Most commonly, non-compaction is associated with monogenic disorders, such as neuromuscular disorders, chromosomal abnormalities and congenital heart conditions. However, there are descriptions of acquired, reversible forms of LVNC found in sickle cell anaemia, athletes and pregnant women.13–15 The most common hypothesis posits that this acquired hypertrabeculation results as an adaptation to increased preload and myocardial wall stress in high cardiac output conditions. A prospective study of 102 primigravid pregnant women found that 26 subjects newly developed hypertrabeculation during pregnancy; hypertrabeculation subsequently significantly improved or resolved in all but two subjects during post-partum follow-up.14 Another study of 199 patients with heart failure with reduced ejection fraction found that 34.7% of subjects had prominent trabeculations, with 23.6% meeting formal criteria for LVNC.16 It is unlikely that this represents a large cohort of undiagnosed LVNC or an incomplete phenotype of this condition. It is more likely that the hypertrabeculation observed in this cohort was an adaptation to increased preload, as is seen in the previously discussed physiological states.

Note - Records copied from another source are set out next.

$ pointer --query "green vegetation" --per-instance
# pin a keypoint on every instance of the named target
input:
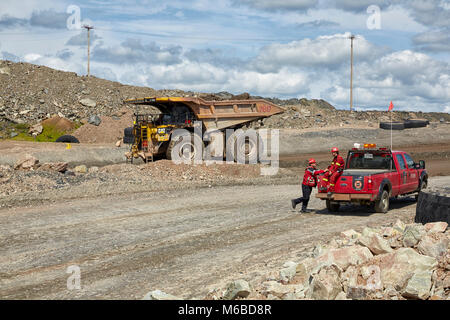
(49, 133)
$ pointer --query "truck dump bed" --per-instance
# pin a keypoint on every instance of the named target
(214, 114)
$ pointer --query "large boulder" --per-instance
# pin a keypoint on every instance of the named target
(26, 162)
(288, 272)
(419, 285)
(54, 166)
(436, 226)
(412, 234)
(434, 245)
(399, 266)
(325, 284)
(36, 129)
(87, 102)
(376, 243)
(159, 295)
(95, 120)
(344, 257)
(237, 288)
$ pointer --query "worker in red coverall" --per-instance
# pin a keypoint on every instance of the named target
(309, 182)
(334, 171)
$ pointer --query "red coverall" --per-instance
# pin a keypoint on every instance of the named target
(334, 172)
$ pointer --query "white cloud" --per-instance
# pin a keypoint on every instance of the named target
(323, 52)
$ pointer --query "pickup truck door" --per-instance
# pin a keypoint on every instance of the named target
(403, 173)
(412, 178)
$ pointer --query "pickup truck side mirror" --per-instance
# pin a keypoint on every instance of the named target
(421, 164)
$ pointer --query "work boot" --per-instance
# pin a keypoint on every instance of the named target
(293, 204)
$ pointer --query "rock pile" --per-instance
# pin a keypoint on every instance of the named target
(31, 93)
(395, 262)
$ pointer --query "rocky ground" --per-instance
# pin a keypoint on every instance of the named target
(396, 261)
(192, 242)
(31, 93)
(215, 226)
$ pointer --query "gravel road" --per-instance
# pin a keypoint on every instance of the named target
(181, 242)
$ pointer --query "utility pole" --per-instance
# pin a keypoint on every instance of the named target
(352, 37)
(88, 28)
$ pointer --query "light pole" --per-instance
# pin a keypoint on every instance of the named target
(352, 37)
(88, 28)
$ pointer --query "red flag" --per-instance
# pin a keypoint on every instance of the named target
(391, 106)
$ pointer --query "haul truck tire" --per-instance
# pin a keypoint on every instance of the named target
(178, 145)
(382, 205)
(242, 149)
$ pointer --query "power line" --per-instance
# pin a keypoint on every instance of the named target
(88, 28)
(160, 35)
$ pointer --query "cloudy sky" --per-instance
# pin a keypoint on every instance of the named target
(283, 48)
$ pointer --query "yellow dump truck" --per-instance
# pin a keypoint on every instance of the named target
(155, 133)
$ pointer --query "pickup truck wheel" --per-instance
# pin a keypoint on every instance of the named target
(333, 206)
(382, 205)
(423, 185)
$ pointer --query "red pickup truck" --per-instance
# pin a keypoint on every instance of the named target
(372, 176)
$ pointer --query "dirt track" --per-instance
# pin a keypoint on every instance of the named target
(181, 242)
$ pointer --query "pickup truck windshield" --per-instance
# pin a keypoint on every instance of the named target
(369, 160)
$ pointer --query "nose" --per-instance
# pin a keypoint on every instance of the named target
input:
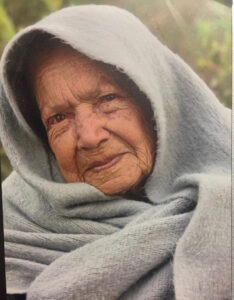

It is unclear whether our patient had two concurrent cardiomyopathies or whether the hypertrabeculation that developed was a result of his CS. Although evidence of concurrent non-compaction and sarcoidosis cardiomyopathy is unusual, one prior case report proposed that active inflammation from sarcoidosis in the trabeculation-rich myocardium may trigger the development of hypertrabeculation.1 Another hypothesis is that cardiac involvement of systemic sarcoidosis resulted in end-stage cardiomyopathy. As an adaptation to increased preload and worsening myocardial dysfunction, compensatory biventricular hypertrabeculation may have developed in our patient similar to the acquired LVNC seen in the cohort of heart failure patients.16 However, we cannot exclude the possibility of pre-existing non-compaction cardiomyopathy prior to the development of CS.
CS and LVNC are both under-recognised and may coexist in patients with advanced cardiomyopathy. It remains unclear whether these pathologies are mutually exclusive or whether one pathology may provoke the development of the other and this is worthy of further investigation.